10 Aralık 2009'da Bursa Mustafa Kemalpaşa"da maden ocağında meydana gelen göçükte 19 İşçi yaşamını yitirdi
23 Şubat 2010"da Balıkesir'in Dursunbey ilçesine bağlı Oda köy"de ki maden ocağında, grizu patlaması meydana geldi ve 17 işçi yaşamını yitirdi
Ve Tavşanlı"da daha dün toprağa verilen iki madencinin mezar toprağına serpilen su henüz kurumamışken bu kez de Zonguldak"tan gelen kara haber hepimizi üzüntüye boğdu. Türkiye Taşkömürü Kurumu"nun (TTK) Karadon Müessese Müdürlüğüne bağlı maden ocağında hazırlık işi yapan taşeron firma Yapı Tek Şirketi"nin faaliyeti sırasında, 17 Mayıs Pazartesi günü gerçekleşen patlamada 10 işçi yaralı olarak kurtarıldı. 4 gün süren kurtarma çalışmaları sonucunda ne yazık ki, mahsur kalan 30 işçinin cansız bedenlerine ulaşıldı.
Sağlam tahkimatı olan, yeterli havalandırma sistemiyle düzenli havalandırılan, iş sağlığı ve güvenliği yönünden alınması gerekli tüm önlemlerin alındığı bir ocakta rastlanılmayacak bir iş cinayetine daha tanık oluyoruz. Yaşananlara kaza demek mümkün değildir. İş sağlığı ve iş güvenliği açısından alınması gereken önlemlerin maliyet unsuru olarak değerlendirildiği, iş ve ekmeğe ihtiyacı olan işçilerin ilkel koşullarda çalışmak zorunda bırakıldığı bir çalışma ortamında elbette ki, işçilerin bir iş cinayetine kurban gitmelerinden başka bir sonucun çıkması mümkün değildir.
Küçük bir esnafın önemsiz bir eksiği yüzünden bile kırk dereden su getirerek açılışına izin vermeyen anlayışın, maden ocaklarının bilinen ve görünen onca eksiklerine rağmen, işçilerin kuralsız ve insafsız koşullar altında çalışmasına ve insan hayatına mal olacak bir faaliyete nasıl izin verdikleri mutlaka sorgulanmalı ve sorumlularından hesap sorulmalıdır.
30 işçinin ölümüne neden olan, kuralsız ve insafsız çalışma koşullarına, taşeronlaştırmaya ve ölüm (maden) kuyularının açılışına izin veren vahşi kapitalist sömürü düzeninin kendisidir.

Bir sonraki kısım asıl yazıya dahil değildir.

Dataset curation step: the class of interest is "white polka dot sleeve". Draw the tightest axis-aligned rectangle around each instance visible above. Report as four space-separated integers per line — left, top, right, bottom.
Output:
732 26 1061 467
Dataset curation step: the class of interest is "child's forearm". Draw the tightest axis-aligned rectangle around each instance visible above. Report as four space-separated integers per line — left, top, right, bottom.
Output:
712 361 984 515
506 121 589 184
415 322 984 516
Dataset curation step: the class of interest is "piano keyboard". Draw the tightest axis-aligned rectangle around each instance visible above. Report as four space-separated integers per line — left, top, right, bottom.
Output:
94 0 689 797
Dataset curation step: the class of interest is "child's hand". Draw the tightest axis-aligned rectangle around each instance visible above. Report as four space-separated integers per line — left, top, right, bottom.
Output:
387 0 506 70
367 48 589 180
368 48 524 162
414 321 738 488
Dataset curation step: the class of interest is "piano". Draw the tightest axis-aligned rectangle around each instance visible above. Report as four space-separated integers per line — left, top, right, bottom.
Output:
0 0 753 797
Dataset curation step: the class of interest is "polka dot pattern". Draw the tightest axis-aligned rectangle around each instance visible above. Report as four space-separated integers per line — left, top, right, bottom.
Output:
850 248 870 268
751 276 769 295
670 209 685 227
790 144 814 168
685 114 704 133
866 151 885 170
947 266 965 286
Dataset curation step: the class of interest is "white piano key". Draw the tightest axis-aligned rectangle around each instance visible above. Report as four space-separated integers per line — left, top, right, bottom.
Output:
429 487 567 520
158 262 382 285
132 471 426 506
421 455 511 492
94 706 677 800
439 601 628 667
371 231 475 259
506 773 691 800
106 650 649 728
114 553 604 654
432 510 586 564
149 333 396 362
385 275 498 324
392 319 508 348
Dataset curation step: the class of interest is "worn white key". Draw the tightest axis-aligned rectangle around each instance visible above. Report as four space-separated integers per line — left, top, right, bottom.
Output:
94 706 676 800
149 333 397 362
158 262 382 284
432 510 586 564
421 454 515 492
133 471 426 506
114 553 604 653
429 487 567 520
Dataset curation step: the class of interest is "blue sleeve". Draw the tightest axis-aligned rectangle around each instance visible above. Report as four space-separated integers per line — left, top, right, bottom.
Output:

Kapitalizm için önemli olan işçilerin iş cinayetlerine kurban gitmesi değil, kapitalizm için asıl önemli olan işçilerin sömürülmesi sayesinde elde ettikleri aşırı karlar ve kapitalist sistemin devam etmesidir.
Kaçak ocakları ve taşeron şirketler aracılığıyla faaliyetlerini sürdüren Türkiye Taşkömürü Ocaklarıyla meşhur olan madenci başkenti Zonguldak şimdi 30 madencinin yasını tutmakta, tıpkı çıkardıkları kömür gibi karalar bağlamakta ve gözyaşı dökmektedir. Devlet erkânının yoğunlaştığı Zonguldak"ta, daha önceki "maden kazaları"nda olduğu gibi bol bol "üzüntü" mesajları havada uçuşuyor gerekli tedbirlerin alınacağı ve gerekenin yapılacağı söyleniyor. Ancak ne yazık ki, maden ocaklarını mezbahaya çeviren bu anlayış yıllardır yapılması gerekenleri yapmamakta direniyor. Her iş cinayetinden sonra işçiler ve sendikalar tarafından sürekli hatırlatılan, "yeterli iş sağlığı ve güvenliği önlemlerinin alınması ve uygulamada taviz verilmemesi" sözleri duymazlıktan geliniyor.
Başbakan ise, "Bu bölgenin insanları bu tür olaylara alışıktır, ... Bu mesleğe giren işçiler bu tür şeylerin olacağını bilerek giriyorlar... Kaderleri bu..." diyerek, hizmet etiği kapitalist sistemi ve patronları korumaya çalışıyor ve yine faturayı kader deyip işçilere kesiyor.
Sayın Başbakan, iş cinayetleri ve maden işçilerin ölümü, bir kader ve iş kazası değil, kapitalizmin aşırı kar hırsı tarafından planlanmış bir cinayettir.
Madencilik sektöründe sağlıklı, güvenli, çağdaş bir çalışma ortamının yaratılması konusunda adım atmayanlar, ayak sürtenler bu acı tablonun böyle devam etmesini isteyenlerdir.
Aşırı kar hırsı ve taşeron firmalarda devlet tarafından göz yumulan kuralsız, güvencesiz çalıştırma koşulları nedeniyle iş cinayetine kurban giden maden işçilerinin aileleri ve yakınlarının acısını paylaşıyor ve başsağlığı diliyorum.
Bugün işçilere dayatılan ve işçilerin ölümüne neden olan, iş sağlığı ve güvenliğinin olmadığı çalışma koşullarına, kuralsız, insafsız ve karın tokluğuna çalışmanın adı olan taşeronlaştırmaya, işçiler için kölece çalışmanın kabulü demek olan 4-C"ye karşı çıkmak, işçilerin ve ezilenlerin yanında olmak hepimiz için vazgeçilemez bir görev olmalıdır.
Şimdi, aklımızı ve yüreğimizi teslim alan içimizdeki korkuya ve suskunluğa son verme zamanıdır.